Standard Media Index chief executive Jane Schulze says “New Zealand is probably the most buoyant advertising market” compared to surveys conducted across Australia, Europe, the United Kingdom and Australia.
This statement comes after agency ad spend data for the 2016/2017 financial year, showing an 8.2 percent increase in overall spend across the major media channels.
Despite again putting in a strong performance by posting a figure of 20.8 percent growth, digital was not the fastest growing channel in the latest round of results.*
This accolade goes to the outdoor, which inflated by 24.9 percent year-on-year.
Schulze says the slow down in digital growth is to be expected given the explosion of the channel over the last few years.
“You can only grow at that rate before you eventually start to plateau,” she says.
This argument could certainly also be applied to outdoor industry, which is enjoying rapid growth on account of wide-scale digitisation of inventory across the country. There’s only so much inventory that can be digitised before this channel also plateaus into a new normal, which is looking like a very profitable place right now.
Schulze says another reason for the slowing of digital growth is “due to a large fall” in spend on the digital search category.
She says this is in line with international trends, with many marketers questioning how much they should be attributing to search in the media mix.
“Maybe that will turn around again in the coming year,” Schulze says.
The only channel to suffer a significant drop was the newspaper category, which slipped by 6.8 percent to $64 million for the last financial year.
Meanwhile, the other major print category—magazines–remained steady, posting a small 0.2 percent increase to reach $32 million.
While not necessarily good news, these results will be welcomed by the local market which would’ve been concerned by the recent ad spend figures out of Australia.
At the end of July, SMI figures revealed that newspaper ad spend had reduced by AU$100 million year-on-year while magazines plummeted by AU$29 million (18 and 16 percent respectively).

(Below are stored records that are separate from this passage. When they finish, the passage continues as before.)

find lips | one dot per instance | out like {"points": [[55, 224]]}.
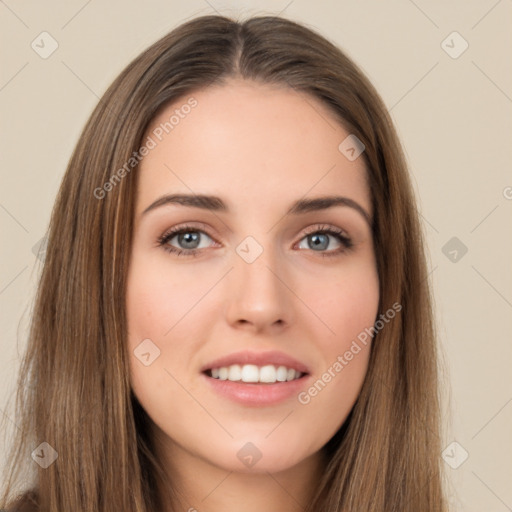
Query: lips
{"points": [[260, 359]]}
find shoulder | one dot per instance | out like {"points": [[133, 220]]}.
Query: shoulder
{"points": [[27, 502]]}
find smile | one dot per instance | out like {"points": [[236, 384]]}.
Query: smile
{"points": [[251, 373]]}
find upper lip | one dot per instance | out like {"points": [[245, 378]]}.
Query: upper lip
{"points": [[273, 357]]}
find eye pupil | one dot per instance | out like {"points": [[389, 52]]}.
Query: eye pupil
{"points": [[188, 237], [323, 243]]}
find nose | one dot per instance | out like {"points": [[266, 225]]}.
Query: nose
{"points": [[259, 294]]}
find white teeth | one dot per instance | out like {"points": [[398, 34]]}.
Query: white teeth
{"points": [[252, 373]]}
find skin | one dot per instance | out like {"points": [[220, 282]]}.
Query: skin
{"points": [[259, 148]]}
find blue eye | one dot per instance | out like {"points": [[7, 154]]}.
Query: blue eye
{"points": [[188, 239]]}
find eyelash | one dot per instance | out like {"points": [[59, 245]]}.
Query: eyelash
{"points": [[163, 240]]}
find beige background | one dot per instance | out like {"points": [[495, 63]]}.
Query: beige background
{"points": [[453, 116]]}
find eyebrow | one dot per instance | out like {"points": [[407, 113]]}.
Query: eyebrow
{"points": [[216, 204]]}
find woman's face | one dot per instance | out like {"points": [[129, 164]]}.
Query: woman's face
{"points": [[249, 286]]}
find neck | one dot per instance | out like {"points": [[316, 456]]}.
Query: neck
{"points": [[200, 486]]}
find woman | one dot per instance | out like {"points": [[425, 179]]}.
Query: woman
{"points": [[256, 369]]}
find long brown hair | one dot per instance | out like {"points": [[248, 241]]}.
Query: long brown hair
{"points": [[74, 386]]}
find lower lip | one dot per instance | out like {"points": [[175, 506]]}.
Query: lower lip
{"points": [[257, 394]]}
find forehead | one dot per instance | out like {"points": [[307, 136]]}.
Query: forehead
{"points": [[250, 143]]}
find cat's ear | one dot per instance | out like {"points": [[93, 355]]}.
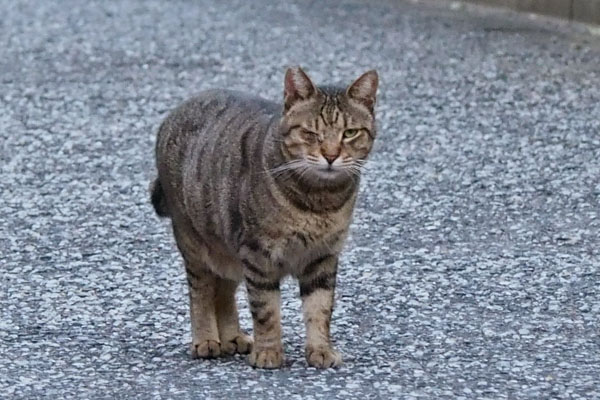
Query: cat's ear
{"points": [[297, 86], [364, 89]]}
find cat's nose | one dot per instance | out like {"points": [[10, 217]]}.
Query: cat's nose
{"points": [[330, 157]]}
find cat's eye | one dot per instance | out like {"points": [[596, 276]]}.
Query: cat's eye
{"points": [[350, 133]]}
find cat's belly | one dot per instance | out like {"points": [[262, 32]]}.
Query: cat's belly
{"points": [[292, 254]]}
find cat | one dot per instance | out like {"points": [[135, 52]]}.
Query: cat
{"points": [[257, 191]]}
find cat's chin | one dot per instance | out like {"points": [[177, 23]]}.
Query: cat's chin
{"points": [[326, 176]]}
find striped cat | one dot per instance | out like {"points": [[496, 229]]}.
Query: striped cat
{"points": [[257, 191]]}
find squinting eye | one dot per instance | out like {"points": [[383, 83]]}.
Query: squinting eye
{"points": [[349, 133], [310, 135]]}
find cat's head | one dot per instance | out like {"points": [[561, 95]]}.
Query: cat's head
{"points": [[327, 132]]}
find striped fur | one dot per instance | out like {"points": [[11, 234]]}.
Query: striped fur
{"points": [[257, 191]]}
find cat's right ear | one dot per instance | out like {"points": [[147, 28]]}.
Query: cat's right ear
{"points": [[297, 87]]}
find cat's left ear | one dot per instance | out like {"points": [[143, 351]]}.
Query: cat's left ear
{"points": [[297, 87], [364, 89]]}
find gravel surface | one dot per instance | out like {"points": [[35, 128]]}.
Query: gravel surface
{"points": [[473, 268]]}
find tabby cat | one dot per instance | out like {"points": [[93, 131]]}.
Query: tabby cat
{"points": [[257, 191]]}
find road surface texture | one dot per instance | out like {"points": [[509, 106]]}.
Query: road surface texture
{"points": [[472, 271]]}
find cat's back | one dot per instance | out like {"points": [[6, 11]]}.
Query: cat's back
{"points": [[208, 126], [211, 111]]}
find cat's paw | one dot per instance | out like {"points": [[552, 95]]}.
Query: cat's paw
{"points": [[206, 349], [241, 344], [323, 357], [266, 358]]}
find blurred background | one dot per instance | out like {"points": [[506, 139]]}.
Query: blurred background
{"points": [[473, 266]]}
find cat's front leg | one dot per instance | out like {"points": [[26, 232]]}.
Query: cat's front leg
{"points": [[317, 286], [264, 297]]}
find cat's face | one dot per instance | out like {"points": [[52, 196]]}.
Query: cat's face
{"points": [[327, 133]]}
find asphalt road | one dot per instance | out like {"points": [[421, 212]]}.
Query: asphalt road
{"points": [[472, 271]]}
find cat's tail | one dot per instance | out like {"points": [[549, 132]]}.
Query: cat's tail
{"points": [[157, 196]]}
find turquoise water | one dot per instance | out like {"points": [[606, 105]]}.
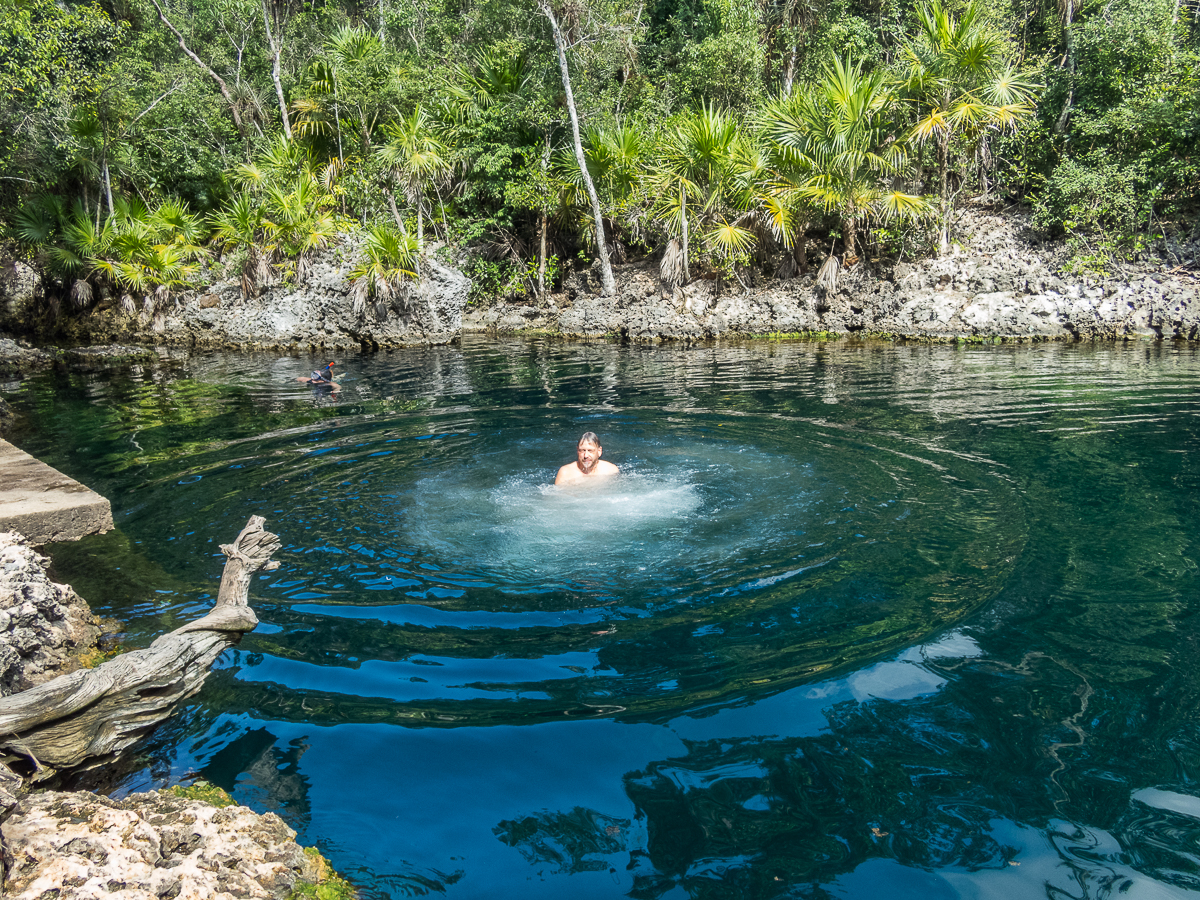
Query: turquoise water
{"points": [[853, 622]]}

Schulze credits the relative stability of the New Zealand market to the success of local owners in continuing to remind advertisers of how valuable magazines and newspapers can be to the overall media mix.
“The local owners have done an amazing job of holding the line,” she says.
This observation also extends to the local television market, which slipped by 1 percent but still posted $412 million in overall spend.
Schulze also points out that while television might have dipped year-on-year, the channel did post a very strong June quarter, largely due to the Lions tour.
“Advertisers still flock to the television whenever there’s a big event,” she says.
Election spike on the cards?
With New Zealand quickly hurtling toward what is shaping up to be one of the most eventful elections in recent memory, Schulze expects there to be another ad spend spike in the coming quarter.
Last year during the Australian election, she says there was AU$19 million increase in advertising spend during that quarter of the financial year.
“This was due to government spending, trade unions, interest groups and brands interested in tapping into the hype.”
Schulze says she wouldn’t be surprised at all if something similar happened on this side of the ditch over the next quarter.